Interestingly, he concludes with a story about WHO bureaucrats admitting their employer should be shut down.
Several years ago, while visiting Geneva during the WHO’s annual World Health Assembly, I had a fascinating discussion with two long-term WHO staffers… The two, who shall remain nameless, had worked for the organization for many years in various locations around the world and knew the WHO well. In our conversations, I thought I would be criticizing the WHO and they would be defending it. Far from it. They described the backstabbing and the politics, both internal and external, which had frustrated their work and probably cost lives. “But surely we need something like the WHO to control things like global pandemics and other emergencies,” I said. “No,” they both responded. These long-standing public health professionals argued the world didn’t need the WHO, even when dealing with a pandemic. They believed it should be shut down. The Wuhan virus has shown that even during pandemics, the WHO will put politics ahead of public health.
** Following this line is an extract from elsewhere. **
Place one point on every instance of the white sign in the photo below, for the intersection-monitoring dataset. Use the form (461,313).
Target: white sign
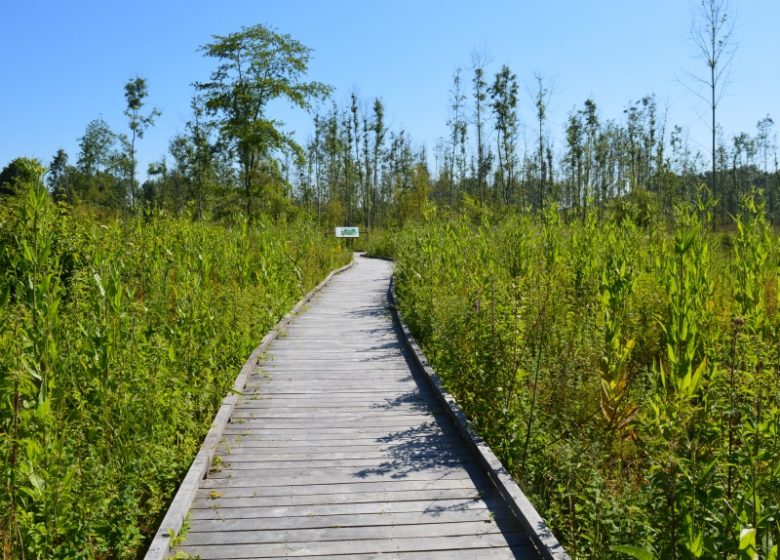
(348,232)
I’ve had current and former OECD employees say the same thing, so I’m not surprised that some bureaucrats at the WHO have the same attitude.
It must be depressing to be a non-ideological professional and watch your organization get hijacked by those who care primarily about budgetary expansion and personal aggrandizement.
So if we ever get to that wonderful day when Washington puts an end to taxpayer subsidies for the OECD, maybe they’ll simultaneously defund the WHO as well.